Intel: We Don't Believe You

| About: Intel Corporation (INTC)

Summary

Intel's quarterly revenue fell 8% sequentially. Its profit margins fell to 59% from 64% in the December quarter.

Intel believes it can transform the company to power the cloud and billions of connected computer devices.

Management did not deliver on its mobile promise.

We don't believe Intel ... it needs more people.

Click to enlarge

Intel CEO Brian Krzanich. Source: ibtimes.com

Intel (NASDAQ:INTC) reported quarterly earnings last week and the results were worst than expected. I knew PC headwinds would weigh, yet did not expect weak to declining revenue growth in its three main segments.

Revenue from the Client Computing Group ("CCG") was off 14% Q/Q, which followed a 3% uptick last quarter. This group includes sales of chips for PCs and mobile devices. According to Gartner PC shipments fell 9.6% for the first quarter of 2016. However, I believe the culprit this quarter was Intel's money-losing mobile segment. It was already a loss leader. After Apple's (NASDAQ:AAPL) iPhone sales fell 16% Y/Y, it appears that Intel's big idea - to take share from Qualcomm (NASDAQ:QCOM) in mobile devices - fell hard in Q1.

Other than disappointing performances from the Data Center Group ("DCG") and IoT group, the biggest disappointment was Intel's profit margins. Margins fell from 64% last quarter to 59% this quarter. This is unacceptable. Declining revenue and falling margins are not what we have come to expect from the former bellwether. Miraculously, the company's bombastic decision to revamp its strategy and lay off tens of thousands of people overshadowed the margin erosion.
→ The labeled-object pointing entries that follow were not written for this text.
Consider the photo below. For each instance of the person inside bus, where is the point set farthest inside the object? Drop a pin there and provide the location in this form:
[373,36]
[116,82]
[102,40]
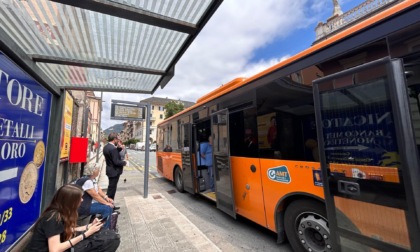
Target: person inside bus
[250,143]
[168,148]
[206,158]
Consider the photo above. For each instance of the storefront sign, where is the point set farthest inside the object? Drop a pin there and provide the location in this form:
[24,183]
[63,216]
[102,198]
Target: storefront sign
[24,119]
[66,127]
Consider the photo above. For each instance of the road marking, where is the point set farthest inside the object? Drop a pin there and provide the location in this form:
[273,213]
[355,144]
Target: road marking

Intel - We Don't Believe You ... You Need More People

Intel announced a transformation from a PC company to one that "powers the cloud and billions of smart, connected computer devices." It also announced 12,000 layoffs, voluntary and involuntary. The plan is to invest in the growth businesses of the future -- the cloud, data center, Internet of Things, memory and Altera's programmable semiconductors. I wasn't convinced. Here's why:

Broken Promises In Mobile

Intel has broken some its promises in the past, so why should we believe the company now? Early last year Intel was the largest supplier of tablet system-on-chips, with 19% market share. Its mobile division had also experienced an operating loss of $1.1 billion. I surmised the company was buying market share. Management vowed to wring $800 million in costs out of the business. However, the company consolidated its mobile division into its PC group to create CCG. It also masked the performance of the mobile operations, making it difficult to track whether management had met or exceeded its target. Last quarter management made little mention of mobile. from now on when it comes to Intel I'm a "show me" individual. I will believe it when I see it.
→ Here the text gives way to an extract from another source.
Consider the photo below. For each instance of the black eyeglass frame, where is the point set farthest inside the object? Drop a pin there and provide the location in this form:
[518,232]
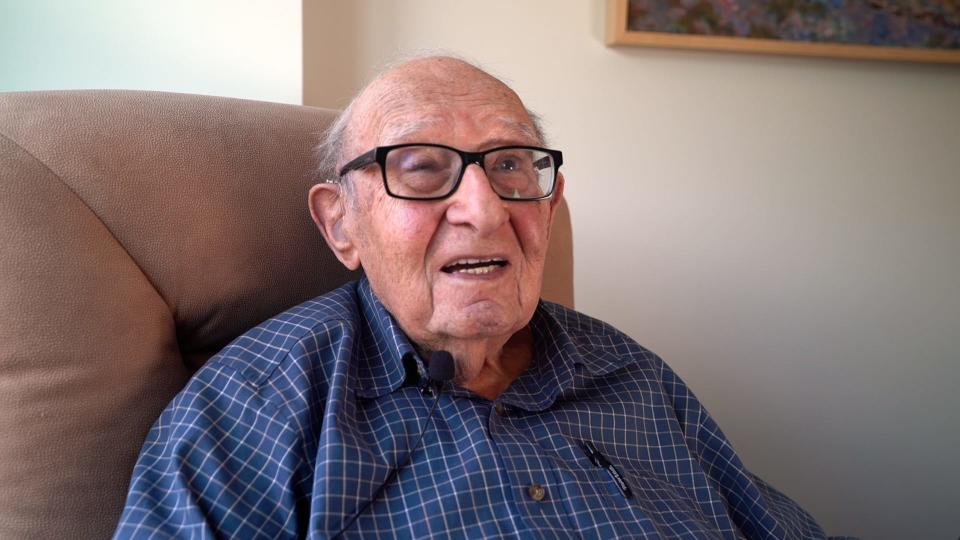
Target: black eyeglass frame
[378,155]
The Data Center Is No Picnic

Micron (NASDAQ:MU) has been de-emphasizing PCs in order to invest more in a mobile strategy. However, a declining global economy has punished consumers who are spending less on mobile devices. This Micron problem has also beset Intel. Now Intel is de-emphasizing the PC market to focus on the cloud and connected computer devices. This is no cake walk in my opinion. First of all, Altera's programmable logic semiconductors are expected to help expand the DCG and IoT segments. However, I never bought this narrative to begin with. I always believed that in Altera, Intel was buying itself a lifeline and a chance to force the market to dismiss its slowing top line growth. Sans Altera, revenue would have been off by 11% instead of 8% this quarter.

Secondly, Intel's prospects in the data center are no picnic. As more organizations pursue digital business they should drive a structural shift from legacy IT services to the cloud. However, when cloud providers like IBM (NYSE:IBM), Alphabet (GOOG, GOOGL) or Amazon (NASDAQ:AMZN) find it difficult to differentiate their services, they may have to compete on price. To maintain margins that means potentially squeezing vendors like Intel.
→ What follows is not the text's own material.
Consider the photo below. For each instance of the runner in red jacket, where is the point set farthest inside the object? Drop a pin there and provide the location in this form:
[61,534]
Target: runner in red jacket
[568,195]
The company currently enjoys market share of over 90% in chips for data centers. Market chatter suggests Alphabet could endorse data center chips from Qualcomm. Intel generated nearly $4 billion in revenue last quarter from DCG. What happens to that revenue if or when its market share gets chiseled away by Qualcomm? Qualcomm has both the capital and the ambition of hitting back at Intel in the data center; now all it needs is a proven product. I predict that scenario will not end well for DCG or Intel's new transformation. Avoid the stock.

Disclosure: I/we have no positions in any stocks mentioned, and no plans to initiate any positions within the next 72 hours.

I wrote this article myself, and it expresses my own opinions. I am not receiving compensation for it. I have no business relationship with any company whose stock is mentioned in this article.